What is the best way to store a large array of numbers on disk with very fast lookups?

A

Andrey Pavlenko2019-02-11 19:43:47

Database

Andrey Pavlenko, 2019-02-11 19:43:47

Imagine that there is an array like:
{"1": [1,5,11,15,22,34...], "5": [55,44,22,67]}
That is, many keys (1 , 5, 1005...) there are about 20 million numbers inside one key, and the total number of numbers can be up to 800 million.
It is necessary to permanently store this information (that is, the option exclusively with RAM disappears) and at the same time organize a quick search for the occurrence of a certain number in these huge arrays (as I understand it, indexing should help). That is, I should be able to quickly find out if pure 505050 is in an array of 20 million numbers.
What solution would you recommend to use?
A MySQL table is currently being used, but it is quite slow and is already showing poor performance. Redis is faster, but when the number gets to even 40 million, it starts to take 3.5 GB of RAM, and we haven’t even got to 100 million ...
As I understand it, there must be some faster and more specific databases that fit I would for this rather narrowly focused task, but the session of googling in English did not help me much.
Yes, of course, it somehow needs to be made to work with PHP (so if there is some kind of library for working with such storage, it will be a huge plus) :-D
Advise in which direction should I look for a solution? I would be grateful for the name of the repositories that will help me solve this problem. The priority, in fact, is the speed of the search, since if there are few records, then many search operations will occur.
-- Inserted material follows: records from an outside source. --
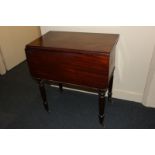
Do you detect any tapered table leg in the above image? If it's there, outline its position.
[39,80,50,112]
[108,75,113,103]
[99,90,106,125]
[59,83,63,92]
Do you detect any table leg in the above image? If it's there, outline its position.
[59,83,63,92]
[99,90,106,124]
[39,80,49,112]
[108,75,113,102]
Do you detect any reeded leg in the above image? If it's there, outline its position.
[59,83,63,92]
[39,80,49,112]
[99,90,106,125]
[108,75,113,103]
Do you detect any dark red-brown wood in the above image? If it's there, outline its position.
[25,31,119,124]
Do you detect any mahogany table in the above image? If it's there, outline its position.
[25,31,119,124]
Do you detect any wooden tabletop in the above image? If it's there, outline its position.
[26,31,119,53]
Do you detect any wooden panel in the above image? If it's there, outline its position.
[26,50,109,89]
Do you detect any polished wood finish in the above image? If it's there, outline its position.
[25,31,119,123]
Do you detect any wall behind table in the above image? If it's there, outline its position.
[0,26,41,70]
[41,26,155,106]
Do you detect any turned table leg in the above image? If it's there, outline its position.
[39,80,49,112]
[99,90,106,124]
[59,83,63,92]
[108,75,113,102]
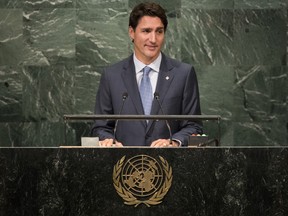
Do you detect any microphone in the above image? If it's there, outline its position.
[113,92,128,144]
[154,92,172,145]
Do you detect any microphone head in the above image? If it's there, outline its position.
[122,92,128,100]
[154,92,159,100]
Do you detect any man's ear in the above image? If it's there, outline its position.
[129,26,135,43]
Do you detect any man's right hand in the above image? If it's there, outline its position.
[99,139,123,147]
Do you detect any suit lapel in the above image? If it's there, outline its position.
[147,53,174,130]
[121,55,144,115]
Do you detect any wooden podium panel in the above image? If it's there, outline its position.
[0,147,288,216]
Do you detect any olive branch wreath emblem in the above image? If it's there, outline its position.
[113,156,173,207]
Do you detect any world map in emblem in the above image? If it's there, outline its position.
[113,155,173,207]
[122,155,163,197]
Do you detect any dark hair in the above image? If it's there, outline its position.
[129,2,168,31]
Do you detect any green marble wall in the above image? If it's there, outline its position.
[0,0,288,146]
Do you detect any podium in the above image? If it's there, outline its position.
[63,115,221,146]
[0,147,288,216]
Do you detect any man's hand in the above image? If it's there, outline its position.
[150,139,179,148]
[99,139,123,147]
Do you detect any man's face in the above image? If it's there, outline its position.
[129,16,165,65]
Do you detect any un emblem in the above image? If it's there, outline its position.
[113,155,173,207]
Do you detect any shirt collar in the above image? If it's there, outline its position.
[133,52,162,73]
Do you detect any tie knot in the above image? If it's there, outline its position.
[143,66,152,76]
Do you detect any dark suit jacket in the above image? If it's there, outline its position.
[91,54,202,146]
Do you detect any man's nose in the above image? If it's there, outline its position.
[149,32,156,43]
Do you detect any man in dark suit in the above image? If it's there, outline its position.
[92,3,202,147]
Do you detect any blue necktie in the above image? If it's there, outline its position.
[140,66,153,115]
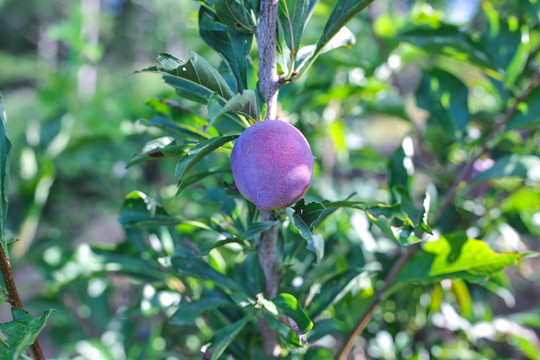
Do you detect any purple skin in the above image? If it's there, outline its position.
[231,120,313,210]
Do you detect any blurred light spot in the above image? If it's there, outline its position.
[20,148,38,180]
[388,54,401,70]
[351,212,377,252]
[88,278,107,297]
[467,226,480,239]
[293,276,304,288]
[349,67,367,86]
[43,246,62,266]
[158,291,181,307]
[148,234,163,252]
[152,336,165,351]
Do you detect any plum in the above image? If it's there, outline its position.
[231,120,313,210]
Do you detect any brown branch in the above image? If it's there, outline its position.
[255,0,280,119]
[255,0,281,356]
[337,70,540,360]
[0,246,45,360]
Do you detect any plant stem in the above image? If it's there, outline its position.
[337,70,540,360]
[0,246,45,360]
[255,0,279,119]
[255,0,281,356]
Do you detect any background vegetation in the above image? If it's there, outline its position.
[0,0,540,359]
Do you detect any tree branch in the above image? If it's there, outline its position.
[255,0,280,119]
[0,246,45,360]
[337,66,540,360]
[255,0,281,356]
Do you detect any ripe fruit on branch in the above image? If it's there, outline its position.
[231,120,313,210]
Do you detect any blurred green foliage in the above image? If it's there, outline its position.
[0,0,540,359]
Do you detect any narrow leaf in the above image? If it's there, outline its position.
[0,93,11,256]
[169,298,232,325]
[0,307,54,360]
[174,135,238,182]
[272,293,313,334]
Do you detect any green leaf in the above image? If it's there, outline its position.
[272,293,313,334]
[176,168,231,195]
[126,136,185,168]
[171,256,245,292]
[119,190,182,226]
[214,0,253,32]
[143,115,206,141]
[308,269,371,318]
[395,233,523,285]
[0,307,54,360]
[207,316,251,360]
[416,70,470,142]
[199,6,253,90]
[138,50,234,103]
[506,87,540,131]
[293,199,326,230]
[169,297,233,325]
[474,154,540,183]
[315,0,373,54]
[49,243,168,292]
[0,93,11,257]
[398,24,502,74]
[174,135,239,185]
[242,221,278,240]
[279,0,317,56]
[210,90,260,121]
[286,208,324,263]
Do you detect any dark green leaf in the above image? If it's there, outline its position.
[169,297,233,325]
[506,87,540,131]
[308,269,371,318]
[119,191,182,226]
[474,154,540,182]
[174,135,238,184]
[287,208,324,263]
[399,25,502,77]
[279,0,317,56]
[242,221,278,240]
[0,307,54,360]
[126,136,185,168]
[272,293,313,334]
[210,90,260,121]
[395,233,523,290]
[315,0,373,54]
[171,256,245,292]
[208,316,251,360]
[214,0,253,32]
[199,6,253,90]
[293,199,326,230]
[0,93,11,256]
[416,70,470,141]
[139,51,234,103]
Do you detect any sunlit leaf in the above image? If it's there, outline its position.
[174,135,238,183]
[169,297,233,325]
[0,307,54,360]
[0,93,11,256]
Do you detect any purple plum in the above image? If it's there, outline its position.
[231,120,313,210]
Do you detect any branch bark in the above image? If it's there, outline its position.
[0,246,45,360]
[255,0,281,356]
[337,70,540,360]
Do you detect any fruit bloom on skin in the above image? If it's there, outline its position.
[231,120,313,210]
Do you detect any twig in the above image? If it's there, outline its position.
[337,70,540,360]
[255,0,281,356]
[0,246,45,360]
[255,0,280,119]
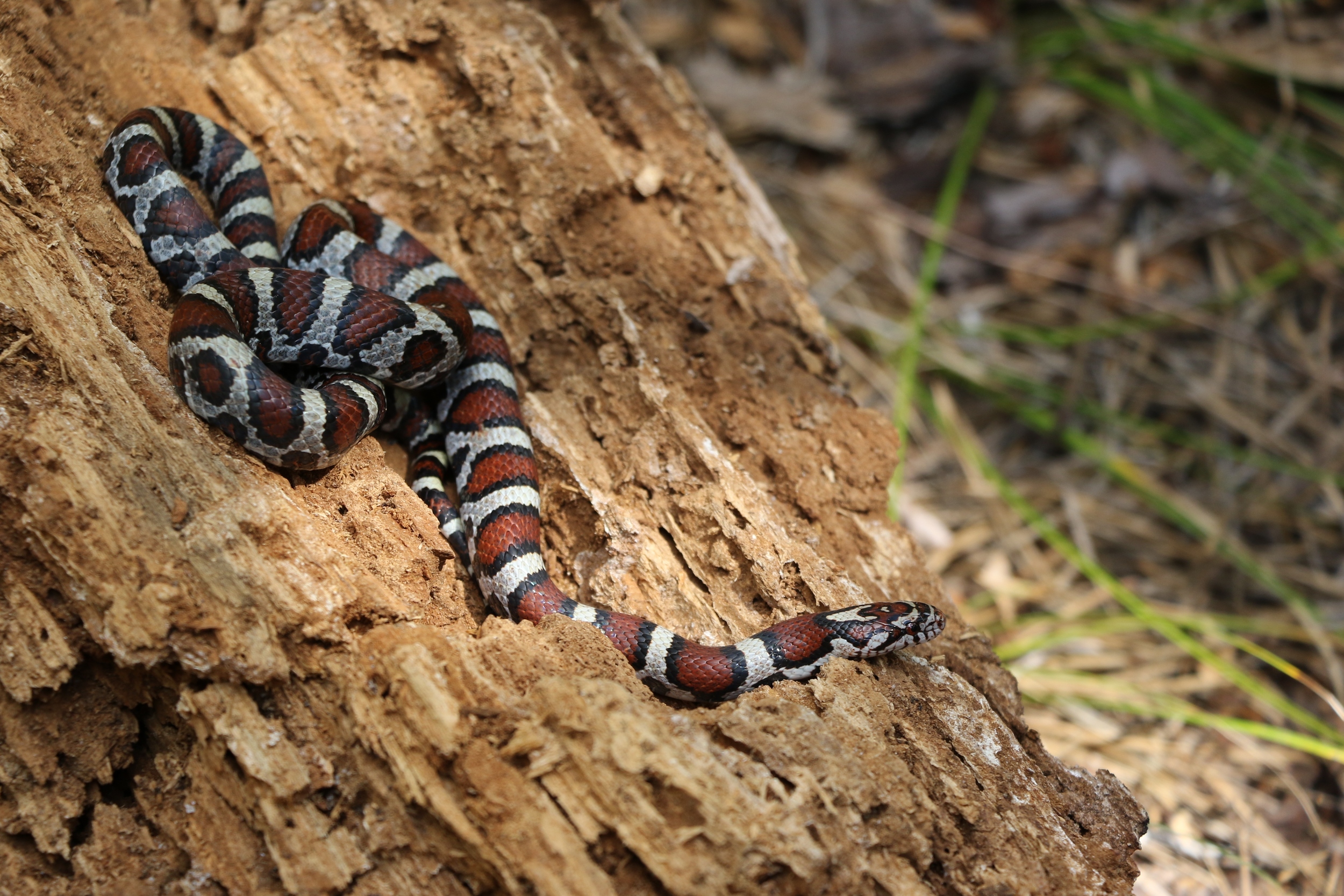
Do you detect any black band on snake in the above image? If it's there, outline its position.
[104,107,945,703]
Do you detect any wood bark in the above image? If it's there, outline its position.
[0,0,1145,896]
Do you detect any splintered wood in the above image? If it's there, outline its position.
[0,0,1144,896]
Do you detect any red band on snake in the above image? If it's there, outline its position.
[104,107,945,703]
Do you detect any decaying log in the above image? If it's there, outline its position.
[0,0,1145,896]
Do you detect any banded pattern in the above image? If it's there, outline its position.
[105,109,946,703]
[104,106,472,469]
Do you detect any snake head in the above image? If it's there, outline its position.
[824,600,948,657]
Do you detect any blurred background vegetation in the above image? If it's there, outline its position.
[623,0,1344,896]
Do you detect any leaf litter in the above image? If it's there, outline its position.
[623,0,1344,896]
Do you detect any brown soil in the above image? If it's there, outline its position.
[0,0,1144,896]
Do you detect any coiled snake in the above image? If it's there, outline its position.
[104,107,945,703]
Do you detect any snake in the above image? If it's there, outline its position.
[102,106,946,703]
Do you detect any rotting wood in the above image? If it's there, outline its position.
[0,0,1144,896]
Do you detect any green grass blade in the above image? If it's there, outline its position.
[889,81,999,505]
[921,381,1344,744]
[1013,669,1344,762]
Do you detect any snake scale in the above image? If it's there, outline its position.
[104,106,945,703]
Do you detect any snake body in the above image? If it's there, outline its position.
[104,107,945,703]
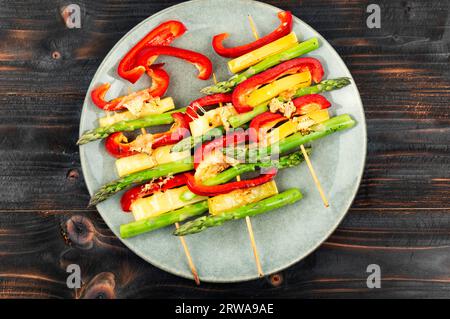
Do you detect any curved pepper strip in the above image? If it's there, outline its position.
[185,168,277,196]
[292,94,331,115]
[117,20,187,83]
[105,112,189,158]
[249,112,287,142]
[212,11,292,58]
[120,174,187,212]
[232,58,324,113]
[91,63,170,111]
[194,131,248,169]
[186,93,231,122]
[136,46,212,80]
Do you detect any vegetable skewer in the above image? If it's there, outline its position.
[228,78,350,127]
[174,188,302,236]
[89,157,194,206]
[89,114,356,206]
[120,149,310,238]
[77,108,186,145]
[201,38,319,94]
[236,15,264,278]
[120,204,208,238]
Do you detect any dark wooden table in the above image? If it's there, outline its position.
[0,0,450,298]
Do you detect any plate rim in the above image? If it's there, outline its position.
[79,0,367,283]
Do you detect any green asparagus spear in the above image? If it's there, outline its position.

You can allocate about 10 GB of RAM to a task (but as I said, according to my calculations, Redis can not cope with this).
Again. Let's take Redis as an example. There is a big_array1 key, it stores 20 million digits in SETS format.
The most frequent request we make is:
sismember big_array1 1234567
That is, we find out if the number 1234567 is stored in big_array1.
This function for Redis works fine, but it takes too much RAM.

Reply

Answer the question

In order to leave comments, you need to log in

2 answer(s)

R

Roman Kitaev, 2019-02-11
@deliro

If false positive errors are acceptable (for example, with a chance of 0.1%), then you can use the Bloom filter. So you will cram 800 million values into 1.34GB. The smaller the error, the more space is needed.

A

Artem Cherepakhin, 2019-02-12
@AltZ

By means of a relational database, and if the insertion speed is not critical, then you can try to reorganize the table with the lines
{"1": [1,5,11,15,22,34...], "5": [55,44,22, 67]}
to the form {1:["1"], 5:["1"], ...., 22:["1", "5"]}, i.e. now the first is the value to check, then the array of keys - swap the keys with the values.
Do 1 index.
We will eat less resources + search speed, access to the former entry keys ("1", "2", ...) becomes more difficult.
You can try to create 2 tables: the first is just the number to be searched (search rate O (1) + the height of the tree in the index), and the second with entry keys and a foreign key to the first.